Microsoft Unveils DragNUWA: Elevating Video Generation to New Heights

2024-01-10

Artificial intelligence companies are competing to master the art of video generation. In the past few months, several companies in the industry, including Stability AI and Pika Lab, have released models that can generate various types of videos based on text and image prompts. Building on this, Microsoft AI has released a model aimed at providing finer control over video production.

This project is called DragNUWA, which complements the known text and image-based methods with trajectory-based generation. This allows users to control objects or entire video frames on specific trajectories. It provides a simple way to generate highly controllable videos from semantic, spatial, and temporal perspectives, while ensuring high-quality output.

Microsoft has open-sourced the model weights and demos of this project, allowing the community to try it out. However, it is important to note that this is still a research work and far from perfect.

What sets Microsoft DragNUWA apart?

From a historical perspective, AI-driven video generation has revolved around text, image, or trajectory inputs. These works have been quite good, but each method has encountered challenges in generating the desired fine control in the output.

For example, combining only text and images cannot convey the complex motion details present in videos. Additionally, images and trajectories may not fully represent future objects and trajectories, and language can lead to ambiguity when expressing abstract concepts. An example is the inability to distinguish between a fish in the real world and a fish painting.

To address this issue, in August 2023, the Microsoft AI team proposed DragNUWA, an open-domain diffusion-based video generation model that combines images, text, and trajectories to facilitate highly controllable video generation from semantic, spatial, and temporal perspectives. This allows users to strictly define the desired text, images, and trajectories in the input to control camera movements, including zooming effects or object motion, in the output video.

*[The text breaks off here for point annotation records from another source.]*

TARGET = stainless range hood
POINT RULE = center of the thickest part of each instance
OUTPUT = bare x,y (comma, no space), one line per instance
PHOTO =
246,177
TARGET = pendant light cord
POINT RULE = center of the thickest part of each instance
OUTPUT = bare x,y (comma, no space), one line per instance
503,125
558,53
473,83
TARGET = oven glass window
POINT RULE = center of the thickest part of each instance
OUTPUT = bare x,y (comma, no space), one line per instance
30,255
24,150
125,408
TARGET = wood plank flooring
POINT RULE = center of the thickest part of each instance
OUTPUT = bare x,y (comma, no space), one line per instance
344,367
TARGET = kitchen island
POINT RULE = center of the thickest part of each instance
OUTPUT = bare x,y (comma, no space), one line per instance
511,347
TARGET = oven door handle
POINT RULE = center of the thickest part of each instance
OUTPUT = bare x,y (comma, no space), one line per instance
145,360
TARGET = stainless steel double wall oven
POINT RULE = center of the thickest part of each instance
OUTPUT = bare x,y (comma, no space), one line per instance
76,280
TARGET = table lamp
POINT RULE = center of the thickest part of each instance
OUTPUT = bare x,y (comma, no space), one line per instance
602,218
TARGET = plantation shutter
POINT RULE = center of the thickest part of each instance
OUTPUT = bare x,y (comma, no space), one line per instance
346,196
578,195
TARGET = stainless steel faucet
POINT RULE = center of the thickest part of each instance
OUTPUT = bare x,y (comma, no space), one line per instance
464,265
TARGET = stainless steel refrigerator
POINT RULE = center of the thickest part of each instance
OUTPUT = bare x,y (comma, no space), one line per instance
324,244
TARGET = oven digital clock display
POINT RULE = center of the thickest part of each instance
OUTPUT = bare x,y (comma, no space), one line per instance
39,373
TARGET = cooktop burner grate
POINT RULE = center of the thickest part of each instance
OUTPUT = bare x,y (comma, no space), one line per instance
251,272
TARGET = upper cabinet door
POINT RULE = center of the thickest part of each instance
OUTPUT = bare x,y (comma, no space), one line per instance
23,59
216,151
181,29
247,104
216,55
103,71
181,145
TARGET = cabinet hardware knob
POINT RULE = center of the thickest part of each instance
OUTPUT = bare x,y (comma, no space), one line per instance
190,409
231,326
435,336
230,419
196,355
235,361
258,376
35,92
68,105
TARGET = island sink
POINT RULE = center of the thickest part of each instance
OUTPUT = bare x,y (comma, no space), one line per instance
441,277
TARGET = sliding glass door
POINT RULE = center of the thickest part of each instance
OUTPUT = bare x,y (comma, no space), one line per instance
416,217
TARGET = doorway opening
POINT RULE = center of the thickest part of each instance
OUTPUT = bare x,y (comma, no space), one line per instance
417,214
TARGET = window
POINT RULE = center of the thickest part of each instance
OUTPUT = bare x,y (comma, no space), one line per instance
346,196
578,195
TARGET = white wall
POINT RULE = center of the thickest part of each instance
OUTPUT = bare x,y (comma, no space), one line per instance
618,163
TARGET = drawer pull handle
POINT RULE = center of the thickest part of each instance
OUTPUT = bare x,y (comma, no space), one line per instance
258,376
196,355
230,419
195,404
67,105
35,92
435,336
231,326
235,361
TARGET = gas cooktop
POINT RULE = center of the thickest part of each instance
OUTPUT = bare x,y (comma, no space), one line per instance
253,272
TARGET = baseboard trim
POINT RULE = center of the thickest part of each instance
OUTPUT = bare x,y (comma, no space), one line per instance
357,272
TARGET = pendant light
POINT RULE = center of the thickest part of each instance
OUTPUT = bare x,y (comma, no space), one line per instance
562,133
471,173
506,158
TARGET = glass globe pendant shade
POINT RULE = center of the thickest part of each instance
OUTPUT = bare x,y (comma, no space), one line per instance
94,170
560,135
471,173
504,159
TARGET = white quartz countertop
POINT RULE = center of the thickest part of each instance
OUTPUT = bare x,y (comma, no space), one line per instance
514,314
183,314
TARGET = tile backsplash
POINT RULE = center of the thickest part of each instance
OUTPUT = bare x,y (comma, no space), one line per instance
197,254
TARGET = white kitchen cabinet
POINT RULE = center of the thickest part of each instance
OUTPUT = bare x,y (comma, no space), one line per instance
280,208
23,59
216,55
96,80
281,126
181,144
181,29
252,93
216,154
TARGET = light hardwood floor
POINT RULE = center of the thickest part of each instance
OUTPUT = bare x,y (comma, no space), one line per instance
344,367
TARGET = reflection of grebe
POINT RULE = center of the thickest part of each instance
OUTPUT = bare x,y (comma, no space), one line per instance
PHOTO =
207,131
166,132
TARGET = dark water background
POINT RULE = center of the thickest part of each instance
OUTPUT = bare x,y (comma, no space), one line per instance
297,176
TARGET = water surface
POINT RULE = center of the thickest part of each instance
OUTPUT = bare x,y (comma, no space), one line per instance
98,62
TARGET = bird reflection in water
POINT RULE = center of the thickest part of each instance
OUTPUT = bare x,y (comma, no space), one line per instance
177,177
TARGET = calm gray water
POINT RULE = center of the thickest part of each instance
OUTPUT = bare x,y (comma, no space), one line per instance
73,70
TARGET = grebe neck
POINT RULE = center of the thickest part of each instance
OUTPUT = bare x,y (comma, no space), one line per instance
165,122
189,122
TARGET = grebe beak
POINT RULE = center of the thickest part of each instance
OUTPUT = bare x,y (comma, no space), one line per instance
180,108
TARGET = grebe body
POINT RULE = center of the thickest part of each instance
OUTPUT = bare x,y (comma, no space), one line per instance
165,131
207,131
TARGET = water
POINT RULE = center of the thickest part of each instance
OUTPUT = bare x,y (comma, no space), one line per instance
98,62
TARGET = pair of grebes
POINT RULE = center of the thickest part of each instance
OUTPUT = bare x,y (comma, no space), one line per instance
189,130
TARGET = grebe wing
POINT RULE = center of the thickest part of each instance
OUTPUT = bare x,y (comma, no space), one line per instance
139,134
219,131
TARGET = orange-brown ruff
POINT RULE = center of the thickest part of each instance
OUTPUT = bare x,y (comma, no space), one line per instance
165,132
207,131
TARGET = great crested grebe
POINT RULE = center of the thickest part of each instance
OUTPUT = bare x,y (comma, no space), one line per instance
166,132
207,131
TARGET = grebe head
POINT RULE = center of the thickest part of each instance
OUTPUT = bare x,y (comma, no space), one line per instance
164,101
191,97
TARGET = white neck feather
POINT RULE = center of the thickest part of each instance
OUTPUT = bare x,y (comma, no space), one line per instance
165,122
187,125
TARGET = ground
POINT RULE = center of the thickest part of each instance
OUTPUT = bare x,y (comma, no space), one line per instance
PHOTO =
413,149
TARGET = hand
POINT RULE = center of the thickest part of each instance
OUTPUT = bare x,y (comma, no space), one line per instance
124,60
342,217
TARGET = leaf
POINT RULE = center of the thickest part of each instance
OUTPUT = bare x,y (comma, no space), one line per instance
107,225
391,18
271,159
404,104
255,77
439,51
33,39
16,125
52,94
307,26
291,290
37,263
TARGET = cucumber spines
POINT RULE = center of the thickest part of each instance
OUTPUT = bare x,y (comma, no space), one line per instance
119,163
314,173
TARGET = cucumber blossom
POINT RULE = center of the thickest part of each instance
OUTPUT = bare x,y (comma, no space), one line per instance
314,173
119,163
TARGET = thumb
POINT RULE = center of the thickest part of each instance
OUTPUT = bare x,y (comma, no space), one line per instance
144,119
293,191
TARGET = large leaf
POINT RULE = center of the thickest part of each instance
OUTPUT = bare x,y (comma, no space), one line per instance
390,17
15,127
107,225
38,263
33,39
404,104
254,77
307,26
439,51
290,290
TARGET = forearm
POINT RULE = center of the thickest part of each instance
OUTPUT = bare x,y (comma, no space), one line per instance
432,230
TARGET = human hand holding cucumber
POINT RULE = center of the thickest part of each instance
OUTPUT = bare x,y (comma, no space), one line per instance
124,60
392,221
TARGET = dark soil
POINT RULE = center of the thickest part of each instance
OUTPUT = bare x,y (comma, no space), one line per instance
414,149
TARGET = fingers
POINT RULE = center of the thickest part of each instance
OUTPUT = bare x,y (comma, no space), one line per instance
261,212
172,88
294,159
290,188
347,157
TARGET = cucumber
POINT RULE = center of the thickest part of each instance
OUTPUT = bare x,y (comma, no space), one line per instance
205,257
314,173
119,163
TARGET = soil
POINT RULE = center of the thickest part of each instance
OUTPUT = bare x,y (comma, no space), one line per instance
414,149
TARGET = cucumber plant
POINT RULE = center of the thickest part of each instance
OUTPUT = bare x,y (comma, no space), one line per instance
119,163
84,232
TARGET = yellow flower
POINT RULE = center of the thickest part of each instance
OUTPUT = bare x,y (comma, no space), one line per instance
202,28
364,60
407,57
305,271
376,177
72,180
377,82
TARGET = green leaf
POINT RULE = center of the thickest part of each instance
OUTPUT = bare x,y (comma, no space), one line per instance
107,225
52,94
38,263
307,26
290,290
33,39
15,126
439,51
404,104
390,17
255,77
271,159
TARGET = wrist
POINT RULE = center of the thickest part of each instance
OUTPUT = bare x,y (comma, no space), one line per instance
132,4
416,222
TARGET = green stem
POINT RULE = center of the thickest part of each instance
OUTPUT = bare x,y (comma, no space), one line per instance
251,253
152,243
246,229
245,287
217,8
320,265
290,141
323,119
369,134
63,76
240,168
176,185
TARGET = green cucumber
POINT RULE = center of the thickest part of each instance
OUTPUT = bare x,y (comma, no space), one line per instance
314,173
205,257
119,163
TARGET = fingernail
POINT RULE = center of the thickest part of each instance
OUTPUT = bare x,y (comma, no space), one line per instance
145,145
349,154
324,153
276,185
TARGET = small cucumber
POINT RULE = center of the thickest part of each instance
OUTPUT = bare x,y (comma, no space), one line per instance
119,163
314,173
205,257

For example, one can upload an image of a boat in water and add text prompts like "a boat sailing in a lake" and instructions marking the trajectory of the boat. This will generate a video of the boat sailing along the marked direction, achieving the desired effect. The trajectory provides motion details, language describes future objects, and images differentiate different objects.

Released on Hugging Face

In the early version 1.5 of DragNUWA released on Hugging Face, Microsoft utilized Stability AI's Stable Video Diffusion model to animate images or their objects based on specific paths. Once matured, this technology can make video generation and editing simple. Imagine being able to transform backgrounds, animate images, and guide motion paths by simply drawing a line here or there.

AI enthusiasts are excited about this development, with many considering it a major leap for creative AI. However, the performance of this research model in the real world remains to be observed. In its testing, Microsoft claims that the model can achieve accurate camera and object movements through different dragging trajectories.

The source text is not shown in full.